この最高裁判決(平成8年11月26日、事件番号平成5(オ)947)では、被相続人が相続開始時に債務を有していた場合の遺留分の侵害額の算定方法について、次のような見解が示されました。
判決の要点
- 遺留分の算定基礎となる財産額の確定方法
遺留分の算定においては、民法1029条、1030条、1044条の規定に従い、以下の手順で計算されるべきとしています。
1.まず、被相続人が相続開始の時に有していたすべての財産の価額に、贈与された財産の価額を加えます。
2.次に、その合計額から被相続人のすべての債務を控除し、遺留分算定の基礎となる財産額を確定します。

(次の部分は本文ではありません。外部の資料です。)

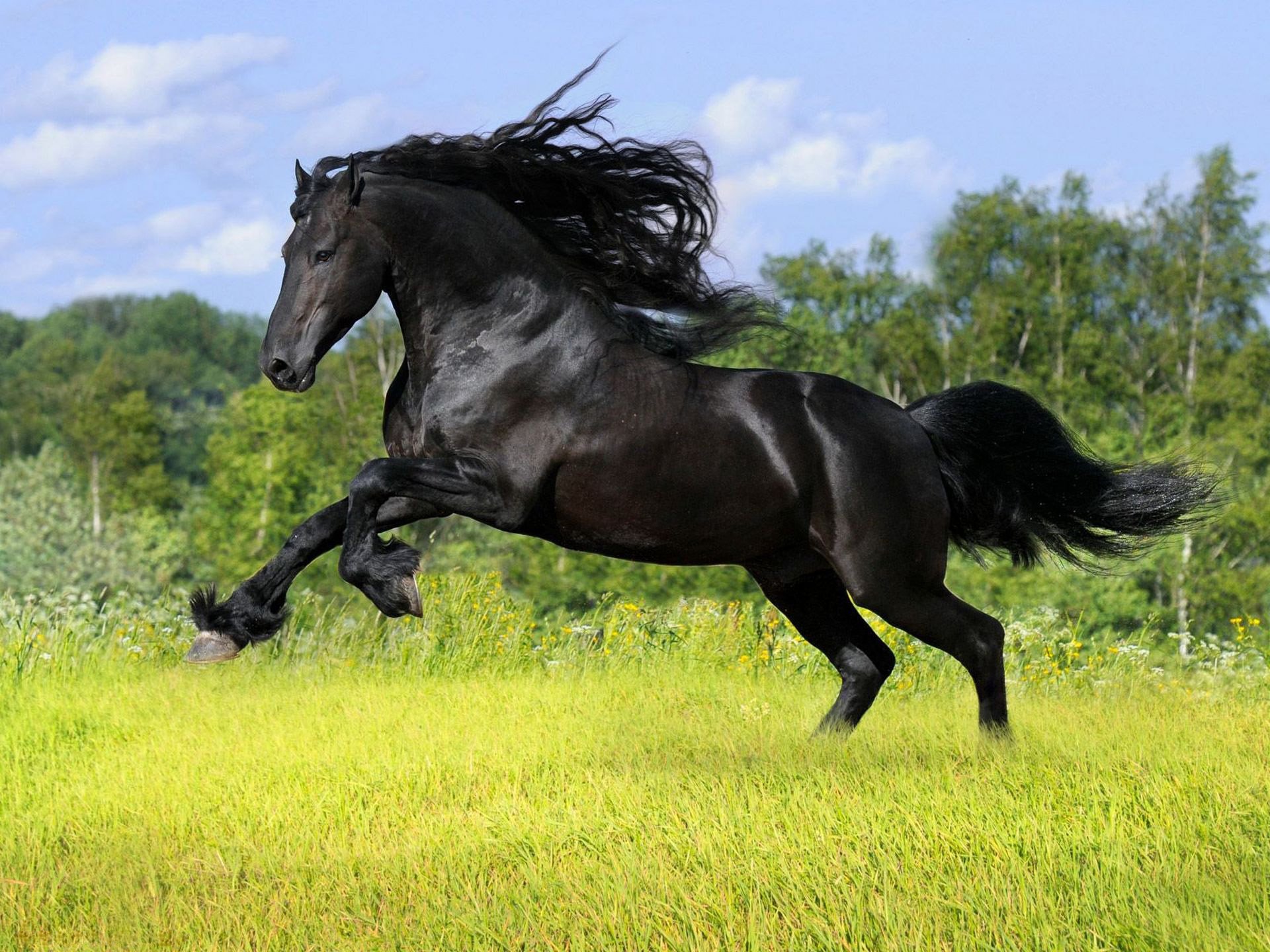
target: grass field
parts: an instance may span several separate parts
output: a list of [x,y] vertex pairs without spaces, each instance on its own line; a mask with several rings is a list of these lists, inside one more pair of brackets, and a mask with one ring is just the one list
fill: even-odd
[[1161,671],[1013,626],[1001,743],[886,632],[895,687],[823,739],[834,679],[780,661],[773,616],[533,631],[465,584],[452,616],[301,613],[213,669],[178,665],[175,608],[10,604],[0,943],[1270,948],[1256,651]]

3.その額に対して、民法1028条で定められた遺留分の割合を乗じます。
4.複数の遺留分権利者がいる場合には、それぞれの法定相続分の割合をさらに乗じます。
5.遺留分権利者が特別受益財産を得ている場合は、その価額を控除して、最終的な遺留分額を算定します。
- 遺留分の侵害額の算定方法
算定された遺留分の額から、遺留分権利者が相続によって得た財産の額を控除します。
また、遺留分権利者が負担すべき相続債務がある場合は、その額を加算して、遺留分の侵害額を算定します。
- 遺留分減殺請求権の行使に関する影響
遺留分減殺請求権を行使した結果、遺留分権利者はその侵害額に応じた持分を取得するものとされています。

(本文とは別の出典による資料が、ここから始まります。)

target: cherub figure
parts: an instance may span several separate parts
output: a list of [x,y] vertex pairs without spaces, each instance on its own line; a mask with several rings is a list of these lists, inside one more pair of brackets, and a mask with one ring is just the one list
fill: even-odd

この持分は、相続開始時の相続財産の価額の総和で割った割合によって決定されます。
- 相続債務の弁済と遺留分算定方法への影響
相続開始後、相続債務が特定の相続人によって単独で弁済され、その結果、他の相続人との間で求償権が発生したとしても、その求償権と損害賠償請求権との相殺が行われ、求償権がすべて消滅した場合であっても、遺留分の算定方法自体には影響を及ぼさないとされています。
- まとめ
この判決は、相続開始時に被相続人が債務を有していた場合の遺留分侵害額の算定方法についての詳細なルールを示しています。
債務が存在する場合でも、遺留分の算定方法は変わらず、特定の相続人が債務を弁済したとしても、遺留分の権利に影響を及ぼすことはないと解釈されています。
これにより、相続債務の存在が遺留分侵害の算定に与える影響が明確化されました。